Election Protest Crucified Ukraine (Wikipedia)

La nascita ufficiale del movimento Femen è datata 10 aprile 2008 e la prima comparsa pubblica è nell’estate dello stesso anno a Kiev. Tre ragazze cresciute in una sconosciuta cittadina ucraina di 300.000 abitanti, Khmelnitskij, si sono presentate vestite da prostitute, indossando calze a rete strappate su delle belle lunghe gambe, scarpe con tacco e seni nudi. In sei mesi sono diventate 30 e poi fra il 2012 e il 2013 più di 300, aggregando in modo inaspettato anche donne che vivono nel mondo arabo, grazie al fatto che i media iniziarono a occuparsi delle varie azioni di protesta. Il 18 settembre 2012 fu aperto un centro Femen nel 18° arrondissement di Parigi e il giorno seguente il governo francese riconobbe ufficialmente l’associazione.
La figura di spicco al momento della nascita del movimento è quella di Anna Hutsol, che ha visto poi affermarsi come leader Inna Shevchenko, una giovane donna ucraina che con altre attiviste, era stata vittima di violenze molto pesanti quando il 19 dicembre 2011, a seguito di una protesta contro Aleksandr Lukašenko per una notte intera fu picchiata e cosparsa di benzina e gli agenti girovagarono intorno al suo corpo e a quello delle sue compagne con un accendino acceso, minacciando di bruciarla vive. Il movimento si schiererà in numerose occasioni contro le persone di Vladimir Putin, Presidente della Federazione Russa, Aleksandr Lukašenko, presidente della Bielorussia e Viktor Janukovič, presidente dell’Ucraina.
Shevchenko diventa nota al mondo quando l’11 febbraio 2013 organizza una manifestazione all’interno della cattedrale di Notre Dame per celebrare l’approvazione delle nozze gay e la rinuncia di Benedetto XVI al papato. L’esito violento che ne scaturisce genera per la prima volta un moto di fastidio per il movimento, che precedentemente, specialmente in Francia, aveva goduto di un occhio più che benevolo. Comunque in questo paese la considerazione positiva non viene mai meno tanto che nel novembre del 2017 Shevchenko riceve il France’s Secularism Award.
Proprio all’apice della sua popolarità mediatica le Femen subiscono un’incrinatura nell’immagine: nel settembre 2013, in occasione della presentazione del documentario sulle Femen, dal titolo Ucraine is not a Brothel, realizzato da Kitty Green e presentato alla 70° Mostra del Cinema di Venezia, la natura contraddittoria della figura di Viktor Sviatski balza sotto i riflettori mediatici.

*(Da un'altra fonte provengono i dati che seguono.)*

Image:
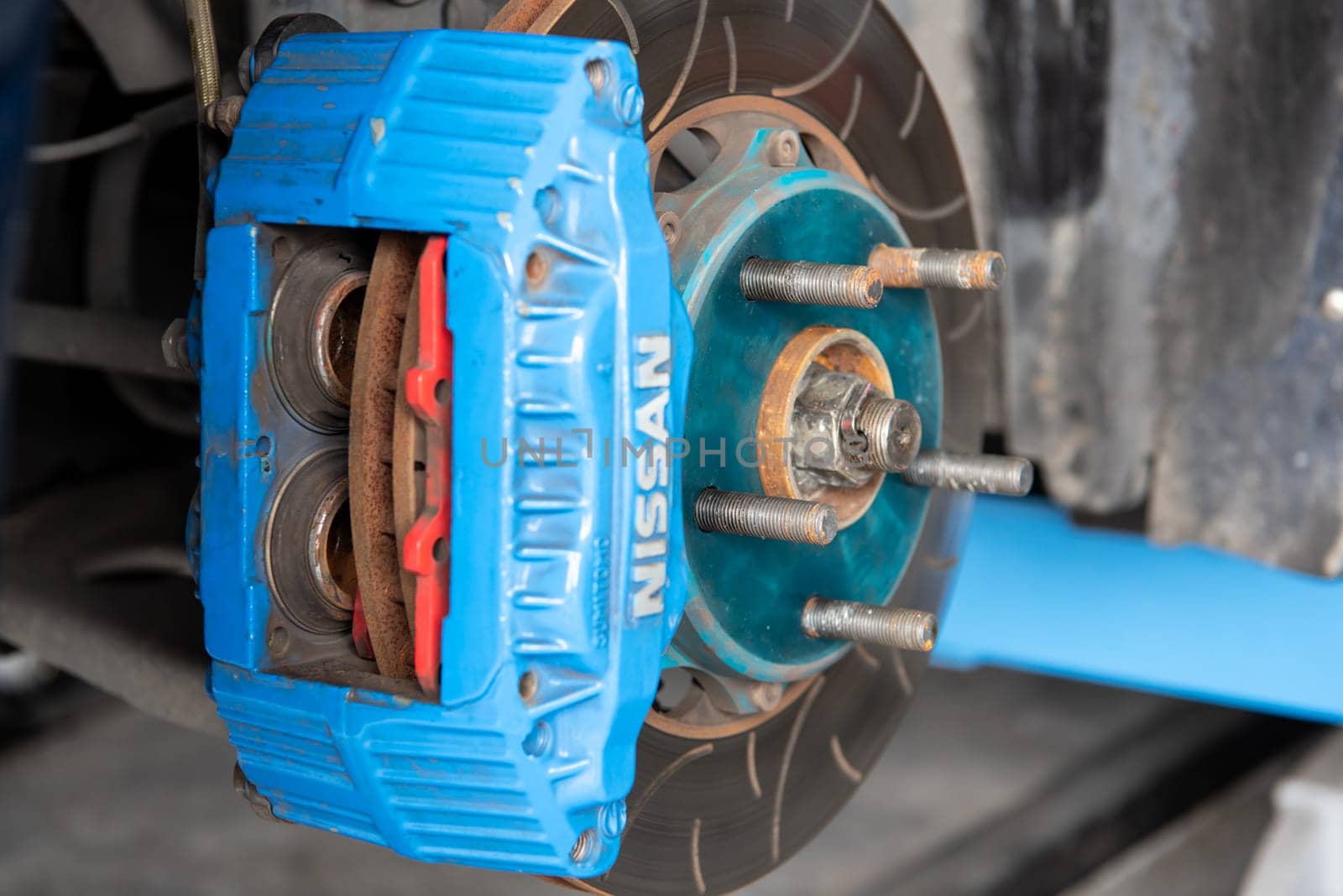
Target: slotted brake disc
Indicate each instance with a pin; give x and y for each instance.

La regista, che ha vissuto alcuni mesi insieme alle attiviste, lo descrive come l’ideatore del movimento e, secondo numerose testate giornalistiche, l’uomo avrebbe dichiarato di aver creato il gruppo per “avere delle donne”. Dopo poco Inna Shevchenko afferma che Sviatski non ha mai fatto parte del movimento e le polemiche si placano.
Attualmente le Femen si appoggiano ad alcuni strumenti di comunicazione (il sito www.femen.org, Facebook, Istagram, Twitter, Youtube, Pintarest) per informare il mondo delle ragioni della propria causa, per farsi pubblicità, per cercare proventi che finanzino le loro azioni e gli spostamenti necessari per metterle in atto.

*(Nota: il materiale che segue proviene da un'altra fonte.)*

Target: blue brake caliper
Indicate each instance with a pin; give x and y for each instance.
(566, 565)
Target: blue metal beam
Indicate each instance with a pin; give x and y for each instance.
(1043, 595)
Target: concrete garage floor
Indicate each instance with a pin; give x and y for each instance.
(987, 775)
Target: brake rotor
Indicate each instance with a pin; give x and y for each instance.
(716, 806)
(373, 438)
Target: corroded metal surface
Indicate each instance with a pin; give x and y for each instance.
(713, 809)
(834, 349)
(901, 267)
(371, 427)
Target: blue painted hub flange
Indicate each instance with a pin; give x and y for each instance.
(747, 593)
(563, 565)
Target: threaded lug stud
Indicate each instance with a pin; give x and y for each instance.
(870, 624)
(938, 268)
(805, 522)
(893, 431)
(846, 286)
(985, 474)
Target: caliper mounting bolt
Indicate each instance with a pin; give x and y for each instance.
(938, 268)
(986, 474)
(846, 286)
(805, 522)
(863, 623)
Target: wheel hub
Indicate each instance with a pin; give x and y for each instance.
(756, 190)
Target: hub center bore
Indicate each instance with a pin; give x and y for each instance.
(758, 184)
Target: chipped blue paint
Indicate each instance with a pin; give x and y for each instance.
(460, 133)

Le prime manifestazioni del movimento, indossando biancheria intima, si sono incentrate sulla lotta alla prostituzione. La pratica del topless è subentrata solo in seconda battuta a seguito dell’atto di Oksana Sachko, in cui l’attivista mostrava il proprio seno durante una azione a Kiev. Data l’attenzione mediatica ricevuta in quell’occasione, da allora le attiviste hanno manifestato sempre a seno nudo, facendo così diventare questa pratica il marchio distintivo della protesta.
Il logo Femen corrisponde alla stilizzazione della lettera cirillica Ф, in minuscolo ф, che corrisponde alla nostra F, quindi all’iniziale del nome del movimento, il che fa sì che si tratti anche del disegno molto stilizzato dei seni di una donna: due cerchi separati da una linea. Il colore è declinato sulla base delle tinte assunte di volta in volta dalla bandiera del paese delle aderenti al movimento, inizialmente la sola Ucraina.
Il movimento si definisce come il femminismo del terzo millennio e dichiara come obiettivo quello di “minare le fondamenta della società patriarcale”, rappresentata da dittatura, religione e sfruttamento/industria del sesso tramite. Da qui uno degli slogan: “Seni caldi, mente fredda e mani pulite”: il seno, generalmente visto come materno quindi caldo, perde qui la sua accezione più frequente assumendone una politica; la mente fredda è ciò che le attiviste devono riuscire a mantenere durante le loro manifestazioni, quando gettano stupore misto a panico fra i presenti; le mani pulite indicano la volontà di mostrarsi disarmate, completamente nude, vestite solo delle proprie ragioni, tanto che segno di questo elemento è la corona di fiori in testa, la cui foggia evoca il significato da questa acquisito negli anni ’60, grazie ai “figli dei fiori”, quale indice di pace e di equilibrio con la natura. Gli altri slogan “Dio è donna, la protesta è la nostra missione, i seni nudi le nostre armi!” e “Il mio corpo è il mio manifesto” ribaltano l’ossessione per il corpo e l’umiliazione per la mente, esibendo se stesse come teatro di idee.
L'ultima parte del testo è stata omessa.